J’ai compris tard. Pas d’un coup, pas avec une révélation hollywoodienne, plutôt avec une suite de petites scènes qui, mises bout à bout, finissent par faire un tableau impossible à ignorer.
La première, c’était ma grand-mère. Je la croise par hasard dans la rue. Pas “je ne l’ai pas vue”. Je l’ai vue. Je l’ai regardée. Et pourtant, mon cerveau n’a pas fait le lien. Pendant quelques secondes, c’était juste une dame parmi les autres. Le genre de moment où tu souris poliment parce que tu sens qu’il se passe quelque chose… sans savoir quoi.
Ensuite, il y a eu un ancien camarade de promo. On ne s’était pas vus depuis deux ans. Sauf qu’avant ça, on avait passé deux années entières dans un groupe d’une quinzaine de personnes. Le genre de petit groupe où tu apprends forcément les visages, où tu vis les mêmes galères, les mêmes blagues, les mêmes couloirs. Eh bien non. Je l’ai croisé, et je ne l’ai pas reconnu. Pas même cette sensation claire de “je connais cette personne”. Juste du flou. Et un malaise social instantané.

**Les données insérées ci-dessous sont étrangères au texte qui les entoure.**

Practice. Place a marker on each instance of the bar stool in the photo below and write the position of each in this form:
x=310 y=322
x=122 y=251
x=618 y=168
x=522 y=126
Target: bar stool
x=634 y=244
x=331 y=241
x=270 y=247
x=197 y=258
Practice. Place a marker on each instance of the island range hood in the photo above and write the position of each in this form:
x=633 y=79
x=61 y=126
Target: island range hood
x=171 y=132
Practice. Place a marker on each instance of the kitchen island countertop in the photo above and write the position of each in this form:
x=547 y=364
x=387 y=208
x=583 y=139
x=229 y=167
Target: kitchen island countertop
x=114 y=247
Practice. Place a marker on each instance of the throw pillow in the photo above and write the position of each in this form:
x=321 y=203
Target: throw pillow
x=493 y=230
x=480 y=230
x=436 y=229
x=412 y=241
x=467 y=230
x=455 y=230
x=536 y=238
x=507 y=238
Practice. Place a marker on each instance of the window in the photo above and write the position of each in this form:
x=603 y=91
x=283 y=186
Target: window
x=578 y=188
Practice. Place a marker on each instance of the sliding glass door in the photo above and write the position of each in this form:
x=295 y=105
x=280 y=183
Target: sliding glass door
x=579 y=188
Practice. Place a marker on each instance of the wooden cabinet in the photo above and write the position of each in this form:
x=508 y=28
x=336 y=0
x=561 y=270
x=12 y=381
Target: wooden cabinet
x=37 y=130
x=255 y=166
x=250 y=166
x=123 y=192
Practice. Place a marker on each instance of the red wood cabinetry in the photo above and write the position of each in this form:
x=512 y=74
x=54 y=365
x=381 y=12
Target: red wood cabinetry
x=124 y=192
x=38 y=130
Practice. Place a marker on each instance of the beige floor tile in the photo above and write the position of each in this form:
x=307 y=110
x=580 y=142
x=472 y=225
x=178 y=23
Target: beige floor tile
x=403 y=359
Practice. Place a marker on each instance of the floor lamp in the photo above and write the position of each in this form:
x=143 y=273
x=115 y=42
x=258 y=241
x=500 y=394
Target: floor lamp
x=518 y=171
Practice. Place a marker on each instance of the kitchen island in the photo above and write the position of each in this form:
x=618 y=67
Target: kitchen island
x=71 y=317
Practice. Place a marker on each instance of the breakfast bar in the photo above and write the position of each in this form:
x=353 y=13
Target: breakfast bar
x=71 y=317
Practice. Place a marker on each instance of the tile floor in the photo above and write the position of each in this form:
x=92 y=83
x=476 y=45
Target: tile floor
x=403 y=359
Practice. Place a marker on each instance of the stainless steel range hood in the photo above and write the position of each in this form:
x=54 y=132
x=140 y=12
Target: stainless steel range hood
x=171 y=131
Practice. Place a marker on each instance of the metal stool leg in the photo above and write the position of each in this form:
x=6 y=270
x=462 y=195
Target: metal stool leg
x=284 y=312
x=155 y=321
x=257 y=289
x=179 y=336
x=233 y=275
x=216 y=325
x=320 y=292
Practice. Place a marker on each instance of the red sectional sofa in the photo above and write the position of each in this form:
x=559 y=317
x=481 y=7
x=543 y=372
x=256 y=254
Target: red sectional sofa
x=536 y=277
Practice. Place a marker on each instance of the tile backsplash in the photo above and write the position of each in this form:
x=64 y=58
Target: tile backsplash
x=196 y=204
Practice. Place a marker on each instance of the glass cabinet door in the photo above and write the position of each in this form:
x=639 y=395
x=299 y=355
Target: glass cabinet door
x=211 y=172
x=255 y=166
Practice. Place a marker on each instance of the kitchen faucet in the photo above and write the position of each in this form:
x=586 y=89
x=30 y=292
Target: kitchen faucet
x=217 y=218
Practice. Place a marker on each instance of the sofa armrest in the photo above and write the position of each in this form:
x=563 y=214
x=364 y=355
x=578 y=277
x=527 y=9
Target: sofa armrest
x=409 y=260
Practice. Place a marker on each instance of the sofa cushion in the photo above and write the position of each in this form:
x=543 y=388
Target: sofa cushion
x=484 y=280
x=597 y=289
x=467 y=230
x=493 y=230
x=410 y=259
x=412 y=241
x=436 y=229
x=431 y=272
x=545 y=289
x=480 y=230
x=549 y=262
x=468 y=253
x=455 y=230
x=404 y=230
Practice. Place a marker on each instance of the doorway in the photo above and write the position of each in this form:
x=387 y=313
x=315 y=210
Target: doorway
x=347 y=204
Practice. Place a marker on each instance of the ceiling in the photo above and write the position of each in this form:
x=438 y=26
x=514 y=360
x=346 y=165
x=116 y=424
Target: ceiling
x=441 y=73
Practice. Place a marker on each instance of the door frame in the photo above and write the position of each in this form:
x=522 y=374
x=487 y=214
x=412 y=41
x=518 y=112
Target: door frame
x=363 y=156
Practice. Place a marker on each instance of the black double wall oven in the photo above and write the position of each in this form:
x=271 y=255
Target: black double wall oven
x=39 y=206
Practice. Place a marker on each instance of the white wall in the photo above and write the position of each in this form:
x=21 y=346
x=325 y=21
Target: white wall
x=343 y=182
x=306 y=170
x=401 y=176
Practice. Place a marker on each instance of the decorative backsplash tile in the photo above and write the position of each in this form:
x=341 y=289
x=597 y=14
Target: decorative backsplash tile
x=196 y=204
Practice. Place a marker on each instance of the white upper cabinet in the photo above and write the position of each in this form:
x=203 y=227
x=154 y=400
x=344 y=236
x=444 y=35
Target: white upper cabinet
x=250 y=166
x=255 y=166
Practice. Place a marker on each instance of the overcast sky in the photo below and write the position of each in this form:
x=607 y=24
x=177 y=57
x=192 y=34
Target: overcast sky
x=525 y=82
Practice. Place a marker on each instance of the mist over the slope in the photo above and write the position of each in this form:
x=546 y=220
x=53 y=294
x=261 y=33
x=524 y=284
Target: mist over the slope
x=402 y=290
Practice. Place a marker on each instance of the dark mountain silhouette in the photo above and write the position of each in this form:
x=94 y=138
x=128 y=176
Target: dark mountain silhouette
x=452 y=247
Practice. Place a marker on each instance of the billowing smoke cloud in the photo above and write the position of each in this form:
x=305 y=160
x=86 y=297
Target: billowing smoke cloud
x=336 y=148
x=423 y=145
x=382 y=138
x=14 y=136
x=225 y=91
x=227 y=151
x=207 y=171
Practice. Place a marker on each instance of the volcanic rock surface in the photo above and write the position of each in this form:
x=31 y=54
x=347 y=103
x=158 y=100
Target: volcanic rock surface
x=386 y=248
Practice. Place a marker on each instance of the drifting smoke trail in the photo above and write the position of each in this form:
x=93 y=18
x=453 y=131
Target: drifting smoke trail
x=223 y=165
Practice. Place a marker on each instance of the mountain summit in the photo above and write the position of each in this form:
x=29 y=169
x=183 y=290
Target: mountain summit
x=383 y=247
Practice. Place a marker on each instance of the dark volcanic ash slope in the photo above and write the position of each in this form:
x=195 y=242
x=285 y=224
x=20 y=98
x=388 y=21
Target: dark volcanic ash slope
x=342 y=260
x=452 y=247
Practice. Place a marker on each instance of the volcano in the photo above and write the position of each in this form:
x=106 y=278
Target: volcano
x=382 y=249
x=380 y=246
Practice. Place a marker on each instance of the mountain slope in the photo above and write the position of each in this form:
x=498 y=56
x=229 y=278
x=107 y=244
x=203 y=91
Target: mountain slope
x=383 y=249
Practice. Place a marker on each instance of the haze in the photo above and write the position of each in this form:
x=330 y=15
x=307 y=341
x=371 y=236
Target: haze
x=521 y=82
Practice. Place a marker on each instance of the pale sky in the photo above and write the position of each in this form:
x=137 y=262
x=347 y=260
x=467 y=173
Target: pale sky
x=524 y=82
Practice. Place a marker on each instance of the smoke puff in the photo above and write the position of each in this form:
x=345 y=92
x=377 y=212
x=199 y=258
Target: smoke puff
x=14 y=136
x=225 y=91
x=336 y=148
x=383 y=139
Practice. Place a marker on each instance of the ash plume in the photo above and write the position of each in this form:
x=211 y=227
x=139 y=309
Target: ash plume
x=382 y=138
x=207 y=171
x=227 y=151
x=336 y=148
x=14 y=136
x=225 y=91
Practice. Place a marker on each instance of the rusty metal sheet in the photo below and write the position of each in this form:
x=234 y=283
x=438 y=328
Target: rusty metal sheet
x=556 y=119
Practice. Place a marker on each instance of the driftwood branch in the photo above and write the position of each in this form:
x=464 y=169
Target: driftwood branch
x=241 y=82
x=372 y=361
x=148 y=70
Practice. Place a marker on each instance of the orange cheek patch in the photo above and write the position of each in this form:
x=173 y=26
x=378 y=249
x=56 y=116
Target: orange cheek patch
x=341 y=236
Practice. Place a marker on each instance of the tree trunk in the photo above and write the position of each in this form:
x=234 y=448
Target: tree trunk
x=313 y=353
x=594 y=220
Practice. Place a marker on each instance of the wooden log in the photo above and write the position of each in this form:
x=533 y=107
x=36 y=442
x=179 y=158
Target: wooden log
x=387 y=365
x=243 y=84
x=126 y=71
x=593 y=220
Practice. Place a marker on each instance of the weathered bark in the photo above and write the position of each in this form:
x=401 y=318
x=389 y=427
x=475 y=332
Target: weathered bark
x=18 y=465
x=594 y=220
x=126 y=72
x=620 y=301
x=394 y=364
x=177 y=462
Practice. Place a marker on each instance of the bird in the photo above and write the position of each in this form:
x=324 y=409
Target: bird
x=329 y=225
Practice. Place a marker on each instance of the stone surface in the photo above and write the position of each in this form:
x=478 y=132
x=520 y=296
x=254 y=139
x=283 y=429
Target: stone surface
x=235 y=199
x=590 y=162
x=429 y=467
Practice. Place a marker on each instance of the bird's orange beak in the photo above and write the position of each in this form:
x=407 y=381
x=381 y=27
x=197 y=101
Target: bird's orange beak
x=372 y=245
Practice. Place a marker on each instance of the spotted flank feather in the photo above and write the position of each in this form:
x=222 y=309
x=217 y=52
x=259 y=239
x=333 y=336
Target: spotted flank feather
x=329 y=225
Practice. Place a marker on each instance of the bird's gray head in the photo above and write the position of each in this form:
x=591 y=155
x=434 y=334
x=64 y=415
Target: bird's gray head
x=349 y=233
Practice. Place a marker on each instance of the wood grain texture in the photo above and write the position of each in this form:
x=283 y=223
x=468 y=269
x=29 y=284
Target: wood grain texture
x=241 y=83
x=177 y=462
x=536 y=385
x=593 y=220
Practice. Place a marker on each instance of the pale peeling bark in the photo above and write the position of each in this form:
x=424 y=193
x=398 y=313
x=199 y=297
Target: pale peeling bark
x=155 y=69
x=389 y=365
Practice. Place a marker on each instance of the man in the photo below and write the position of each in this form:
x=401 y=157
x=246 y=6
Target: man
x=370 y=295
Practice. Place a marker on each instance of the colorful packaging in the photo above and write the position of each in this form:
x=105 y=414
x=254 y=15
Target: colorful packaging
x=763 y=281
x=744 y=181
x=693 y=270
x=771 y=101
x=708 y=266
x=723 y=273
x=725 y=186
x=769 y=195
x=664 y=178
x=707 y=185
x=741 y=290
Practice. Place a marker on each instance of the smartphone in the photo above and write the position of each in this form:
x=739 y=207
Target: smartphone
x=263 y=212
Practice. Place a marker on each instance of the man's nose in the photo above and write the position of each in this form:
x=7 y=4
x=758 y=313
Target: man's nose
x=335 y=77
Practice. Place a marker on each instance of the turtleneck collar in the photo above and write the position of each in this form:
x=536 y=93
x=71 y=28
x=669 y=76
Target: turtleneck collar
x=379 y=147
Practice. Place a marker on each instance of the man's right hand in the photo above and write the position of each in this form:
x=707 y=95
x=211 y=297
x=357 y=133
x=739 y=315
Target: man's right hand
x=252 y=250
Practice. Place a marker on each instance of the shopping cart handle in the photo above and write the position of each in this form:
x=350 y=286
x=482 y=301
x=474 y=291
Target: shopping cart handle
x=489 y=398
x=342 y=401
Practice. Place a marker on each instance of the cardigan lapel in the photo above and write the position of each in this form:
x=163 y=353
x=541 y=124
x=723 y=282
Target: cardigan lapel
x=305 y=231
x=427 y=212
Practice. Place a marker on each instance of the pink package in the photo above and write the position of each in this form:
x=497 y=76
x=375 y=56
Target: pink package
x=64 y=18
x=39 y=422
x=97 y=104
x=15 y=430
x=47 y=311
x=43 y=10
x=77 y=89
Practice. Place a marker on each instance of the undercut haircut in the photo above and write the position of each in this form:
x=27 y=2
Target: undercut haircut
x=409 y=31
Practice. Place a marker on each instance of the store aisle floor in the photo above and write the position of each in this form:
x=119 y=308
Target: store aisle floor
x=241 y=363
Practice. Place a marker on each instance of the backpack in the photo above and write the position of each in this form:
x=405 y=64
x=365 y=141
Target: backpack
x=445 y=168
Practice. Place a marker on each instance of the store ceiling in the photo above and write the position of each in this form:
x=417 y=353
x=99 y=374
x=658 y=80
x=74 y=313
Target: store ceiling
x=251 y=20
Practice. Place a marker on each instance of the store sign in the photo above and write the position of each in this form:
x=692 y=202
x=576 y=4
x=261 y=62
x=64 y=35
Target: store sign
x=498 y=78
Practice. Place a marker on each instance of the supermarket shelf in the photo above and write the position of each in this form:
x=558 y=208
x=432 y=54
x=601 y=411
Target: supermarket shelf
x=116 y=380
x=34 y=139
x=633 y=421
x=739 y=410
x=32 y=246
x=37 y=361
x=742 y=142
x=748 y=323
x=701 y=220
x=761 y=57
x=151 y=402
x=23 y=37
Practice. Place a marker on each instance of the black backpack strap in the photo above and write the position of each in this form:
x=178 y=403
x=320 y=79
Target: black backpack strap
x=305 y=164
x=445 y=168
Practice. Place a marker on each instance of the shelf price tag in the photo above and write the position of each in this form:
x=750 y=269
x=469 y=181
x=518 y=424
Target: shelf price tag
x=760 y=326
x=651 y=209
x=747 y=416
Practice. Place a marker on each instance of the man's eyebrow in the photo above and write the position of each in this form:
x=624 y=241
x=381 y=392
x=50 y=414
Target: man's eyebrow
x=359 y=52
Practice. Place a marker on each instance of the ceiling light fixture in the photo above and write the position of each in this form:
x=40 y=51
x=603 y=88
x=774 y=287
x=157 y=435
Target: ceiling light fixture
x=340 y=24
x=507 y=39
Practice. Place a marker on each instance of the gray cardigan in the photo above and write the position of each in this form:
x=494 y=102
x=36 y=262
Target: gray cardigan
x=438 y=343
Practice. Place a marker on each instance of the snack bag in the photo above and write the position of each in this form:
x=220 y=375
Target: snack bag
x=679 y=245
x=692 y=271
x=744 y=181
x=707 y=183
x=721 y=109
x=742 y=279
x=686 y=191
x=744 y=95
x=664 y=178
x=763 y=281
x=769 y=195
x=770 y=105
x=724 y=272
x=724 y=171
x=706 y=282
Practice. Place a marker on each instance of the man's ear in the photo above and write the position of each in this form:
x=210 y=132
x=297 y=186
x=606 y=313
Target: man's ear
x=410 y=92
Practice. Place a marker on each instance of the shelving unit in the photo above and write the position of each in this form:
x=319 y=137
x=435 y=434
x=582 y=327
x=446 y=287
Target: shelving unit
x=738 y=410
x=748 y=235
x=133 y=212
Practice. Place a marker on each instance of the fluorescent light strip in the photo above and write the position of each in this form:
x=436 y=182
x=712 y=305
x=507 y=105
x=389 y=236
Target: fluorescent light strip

Et puis il y a eu la scène la plus absurde, la plus dure à avaler: le lendemain d’un dîner, je revois une jeune femme et… je lui demande qui elle est. Pourtant, la veille, j’avais dîné avec elle. Oui, on était une vingtaine, donc ce n’était pas un tête-à-tête intime. Mais elle était en face de moi. Conversation, rires, présence. Et malgré ça, le lendemain soir, je n’avais plus l’ancrage.
Là, j’ai commencé à arrêter de me raconter des histoires du genre “je suis juste fatiguée”, “je suis distraite”, “je suis nulle avec les prénoms”. Parce que ce n’était pas un détail. C’était un mécanisme.
En creusant, des souvenirs sont remontés. Mon père, par exemple. Je me rappelle qu’il ne reconnaissait pas les membres éloignés de sa famille. À l’époque, on appelait ça “être mauvais en physionomie”. Aujourd’hui, je me demande si ce n’était pas déjà la même chose, simplement sans le mot pour le dire.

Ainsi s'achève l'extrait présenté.